1, first of all, you must do a good job in the math class of this science, and it is best to get 90/ 100. Choose your elective courses as far as possible in the mathematics department, so there may be 10 courses, and it doesn't matter if some courses are slightly lower. According to my tutor, it won't look fake. A little hierarchical, right? For example, I have a course with only 3.3, which makes my GPA of mathematics become 3.95.
2, it is best to take several exams, don't look at a lot of exams. In fact, there are only two: mathematical analysis and advanced algebra (advanced mathematics, linear algebra). Prepare for 2 months. More than 95% is not difficult.
3. The key is interest. Interest doesn't mean you tell the professor:? I am interested in * * *? It means that you really understand * * *, read many related articles, know where the problem lies, know the current progress and who has reached what level, and have your own unreasonable, reasonable and better preliminary ideas, which the professor will see when you are magnetized.
Since you want to transfer, you should teach yourself basic courses, and it is best to use some good teaching materials such as GTM LMSST LNM. In this way, when you befriend the professor, he can immediately see whose book you have read from your text, because I applied for algebra (including many directions, ring theory, group theory, group representation, Lie group, representation theory, algebraic number theory, algebraic geometry), so talk about the books that algebra should read.
5, the most basic advanced algebra, abstract algebra will not be said. But you must be familiar with it, and you'd better write a handout about these things yourself. Write it, make it into a PDF, and send it to the professor you want. It could be a surprise. You should read some commutative algebra, module theory and ring theory. No matter which branch of algebra, it will be used a lot. Then Li Qun said that no matter which branch of mathematics must be learned. Then read category theory and homology algebra. After reading these, you can start. In this way, you will have an overall sense of the direction of your application, so that when you write a group of words, you will have a definite aim. How do you show that you have learned these things? The first is to write handouts. I estimate that if you write all this down, your skills will be greatly improved, because you have proved all the details (books such as LNM are generally incomplete and many are easy to see). Secondly, at least 700-800 pages will make you very distinctive, and the professor will think that you are hardworking, interested and inspiring.
Let's talk about scientific research background first. It is impossible for an undergraduate to hand out a math paper. Even if it is published, it is not necessarily a good article, because an undergraduate can learn too little. Even if you get 30 GTMs, it can only be considered as an introduction, because most GTMs are just basic textbooks. Scientific research background is not necessarily the embodiment of the article. You can also attend seminars and take classes with graduate students.
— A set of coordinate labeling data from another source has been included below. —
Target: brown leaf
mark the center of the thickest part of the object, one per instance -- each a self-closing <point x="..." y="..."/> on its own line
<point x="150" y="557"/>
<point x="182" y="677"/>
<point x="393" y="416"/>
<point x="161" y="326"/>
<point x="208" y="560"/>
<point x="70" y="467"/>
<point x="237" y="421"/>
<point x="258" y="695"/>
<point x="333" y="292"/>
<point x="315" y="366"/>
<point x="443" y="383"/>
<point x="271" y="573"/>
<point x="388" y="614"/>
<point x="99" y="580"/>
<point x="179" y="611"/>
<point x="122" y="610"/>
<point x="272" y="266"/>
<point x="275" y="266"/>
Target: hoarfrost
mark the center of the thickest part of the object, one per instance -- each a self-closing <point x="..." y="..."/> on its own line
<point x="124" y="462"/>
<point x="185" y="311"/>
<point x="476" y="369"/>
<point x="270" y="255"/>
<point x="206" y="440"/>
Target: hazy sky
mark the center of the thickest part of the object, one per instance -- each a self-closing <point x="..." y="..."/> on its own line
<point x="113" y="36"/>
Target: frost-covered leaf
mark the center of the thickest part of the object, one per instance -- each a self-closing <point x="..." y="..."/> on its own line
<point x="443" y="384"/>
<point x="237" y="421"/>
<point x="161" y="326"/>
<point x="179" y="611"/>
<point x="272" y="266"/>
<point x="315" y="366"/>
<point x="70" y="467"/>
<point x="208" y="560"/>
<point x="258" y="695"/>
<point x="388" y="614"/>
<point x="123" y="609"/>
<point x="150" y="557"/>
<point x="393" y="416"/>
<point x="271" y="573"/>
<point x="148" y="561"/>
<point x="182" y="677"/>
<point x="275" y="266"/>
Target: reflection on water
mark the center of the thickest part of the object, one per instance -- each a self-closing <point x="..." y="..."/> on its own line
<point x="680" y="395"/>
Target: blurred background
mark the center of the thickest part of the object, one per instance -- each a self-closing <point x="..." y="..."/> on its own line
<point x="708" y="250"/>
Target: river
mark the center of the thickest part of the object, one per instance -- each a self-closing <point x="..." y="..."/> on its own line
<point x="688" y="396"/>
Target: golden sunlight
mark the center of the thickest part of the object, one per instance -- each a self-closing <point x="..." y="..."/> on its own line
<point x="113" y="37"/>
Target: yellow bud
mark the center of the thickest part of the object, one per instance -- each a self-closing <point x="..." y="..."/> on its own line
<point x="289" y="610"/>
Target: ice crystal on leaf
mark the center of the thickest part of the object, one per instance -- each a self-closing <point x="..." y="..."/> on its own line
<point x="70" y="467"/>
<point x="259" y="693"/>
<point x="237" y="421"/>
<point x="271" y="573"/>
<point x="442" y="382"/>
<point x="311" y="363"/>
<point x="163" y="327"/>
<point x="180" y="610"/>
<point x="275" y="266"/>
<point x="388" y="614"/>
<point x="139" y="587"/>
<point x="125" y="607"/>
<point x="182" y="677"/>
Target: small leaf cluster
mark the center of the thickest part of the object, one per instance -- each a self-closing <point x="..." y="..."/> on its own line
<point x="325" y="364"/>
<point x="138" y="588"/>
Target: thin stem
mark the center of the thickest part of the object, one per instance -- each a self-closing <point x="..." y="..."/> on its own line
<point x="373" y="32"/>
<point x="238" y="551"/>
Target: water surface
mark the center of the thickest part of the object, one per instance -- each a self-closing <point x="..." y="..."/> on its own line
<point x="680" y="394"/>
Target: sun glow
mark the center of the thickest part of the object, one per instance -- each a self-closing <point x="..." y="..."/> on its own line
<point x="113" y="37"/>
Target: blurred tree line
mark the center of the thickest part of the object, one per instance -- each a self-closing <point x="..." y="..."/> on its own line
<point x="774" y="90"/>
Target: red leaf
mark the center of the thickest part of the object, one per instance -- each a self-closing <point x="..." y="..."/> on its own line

For example, if you take a lot of postgraduate courses and pass the exam, even if the score is not high, even if the school can't issue a formal score, you can take one. A score is better than nothing. Because it is your tutor's report card, the tutor has credibility in it. You attended a discussion class and gave lectures by yourself, which can be reflected in ps and letters of recommendation. In addition, there are many workshops all over the country every year, which you can attend. There are also summer schools, such as Morningside of the Academy of Sciences, Mathematics Center of Zhejiang University and Peking University. For example, you apply for algebra. East China Normal University has many discussion classes every year, so you can sign up to listen to the report. There are also many meetings, which can increase the background. The most important thing is to communicate with Daniel. Sometimes Daniel's words are more useful than reading. Maybe Daniel thinks you have to do it.
Of course, you can also send some papers on applied mathematics and computational mathematics, which is better for the papers. For example, an efficient algorithm in a specific problem (physics, chemistry, computer, biology) can be used in many articles, such as a good algorithm for calculating some physical phenomena. It is also useful to send it to non-mathematical magazines, at least to show your critical computing ability and good analytical foundation. It is enough to send three or four articles.
While laying a good foundation, read more articles in the direction you are interested in, such as tools of algebra and category, homology algebra and algebraic geometry, which are all very hot. You can see clusters, layers and cohomology everywhere. You can read these articles. This will broaden your horizons and improve the quality of magnetism.
Through the above introduction of applying for basic majors in American universities, I believe that your application will be enlightening.